(December 2012) The world-wide demand for stone is on the rise, the concentration on a small number of producing countries is also getting stronger and big stone companies in the Euro-Financial-Crisis-Zone have mastered the difficulties by increasing exports. Those are the core statements in the current Statistical Yearbook „XXIII Report Marble and Stones in the World“ published in Italian and English by Aldus Publishers, Carrara.
Some 1.265 billion m² natural stone were used in construction or otherwise in 2011. The m² value is based on stone slabs 2 cm in strength. That represents an increase of over 3.9% in comparison to the previous year.
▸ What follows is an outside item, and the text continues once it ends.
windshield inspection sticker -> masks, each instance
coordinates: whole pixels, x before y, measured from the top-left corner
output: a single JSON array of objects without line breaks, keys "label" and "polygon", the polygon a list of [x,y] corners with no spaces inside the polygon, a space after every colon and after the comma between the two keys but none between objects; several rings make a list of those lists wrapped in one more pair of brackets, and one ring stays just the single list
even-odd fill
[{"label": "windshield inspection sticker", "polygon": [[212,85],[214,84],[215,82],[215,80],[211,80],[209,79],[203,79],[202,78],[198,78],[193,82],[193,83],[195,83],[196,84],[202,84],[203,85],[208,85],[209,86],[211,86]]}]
In relation, the 2001 demand was some 709.5 million m².
To get a realistic idea of what this means, Montani set the figures next to those of the ceramic industry which sold some 8.75 billion m² in 2011 – nearly 7 times more.
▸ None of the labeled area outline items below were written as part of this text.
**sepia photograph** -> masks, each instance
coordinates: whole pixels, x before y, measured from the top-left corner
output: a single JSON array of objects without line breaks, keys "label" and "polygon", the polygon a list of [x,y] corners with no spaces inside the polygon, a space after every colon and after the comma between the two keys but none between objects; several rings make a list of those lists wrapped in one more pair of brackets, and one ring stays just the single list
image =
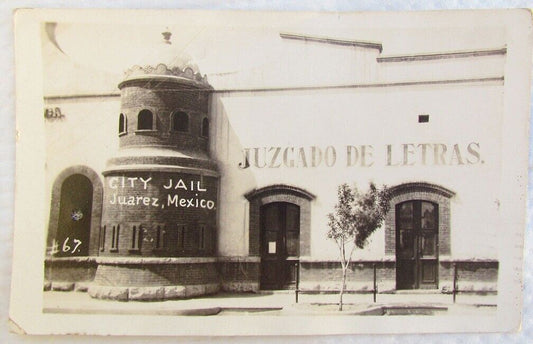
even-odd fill
[{"label": "sepia photograph", "polygon": [[529,11],[15,19],[25,332],[519,328]]}]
China leads the list with 24.2 % of the market followed by India (7.5%), the USA (5.6%), Italy (4.5%), South Korea (4.2%), Brazil (3.9%) and Germany (2.9%).
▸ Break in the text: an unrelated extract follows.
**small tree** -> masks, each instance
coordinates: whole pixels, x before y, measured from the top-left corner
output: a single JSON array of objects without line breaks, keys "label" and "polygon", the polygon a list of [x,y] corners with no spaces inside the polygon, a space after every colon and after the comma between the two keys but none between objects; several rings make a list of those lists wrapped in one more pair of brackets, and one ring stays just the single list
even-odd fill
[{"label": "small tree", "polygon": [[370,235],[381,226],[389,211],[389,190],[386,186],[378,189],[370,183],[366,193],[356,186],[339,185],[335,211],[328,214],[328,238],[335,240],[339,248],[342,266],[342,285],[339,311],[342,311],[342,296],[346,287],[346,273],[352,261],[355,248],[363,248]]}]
The size of the population plays an important role: the per capita demand in Belgium takes on the front runner position followed by Switzerland, Taiwan, South Korea, Italy and Portugal.
Montani therefore concludes that the potential for growth rests mainly in the former Newly Industrializing Countries (NIC) with a high population density and new middle class. „The market, in short, is still far from being saturated“
Many of the NICs are already big players in terms of production of raw material in quarries: China alone produces 31% followed by India (12.1%), Turkey (9.1%), Iran (7.3%), Italy (6.5%), Brazil (6.3%) and Spain (4.7%).
In total these 7 countries are responsible for 77% of the world-wide production. Europe’s role is marginal.
Montani’s statistics with respect to export and import tell a similar tale. Let us restrict ourselves to China’s exports: with 27.3% of the world-wide stone exports in 2011, China was the undisputed winner with a monopoly in South Korean and Japanese markets and a strong position in US and EU markets.
With respect to US-demand, Brazil’s 565 million US-$ worth of imports puts it in a firm first position supplying mostly kitchen worktops. It was followed by China with a volume of 411 million US-$ Italy (321 million US-$), Turkey (304 million US-$) and India (248 million US-$).
In his analysis of the individual countries, Montani notes that large companies in Greece, Spain and Portugal have successfully battled the break-down of local markets by increasing their exports. Albeit most of the goods exported were raw stone blocks destined for China.
Italy is still the world leading in heavy machinery for quarries.
Montani points out yet another phenomenon: the global stone markets are a giant railway shunting yard or travelling circus: roughly 60 % used is not quarried locally. That means that even in the face of sharply increased transportation costs the branch will once again be turned over completely. Entrepreneurs are well advised to tend to their local markets.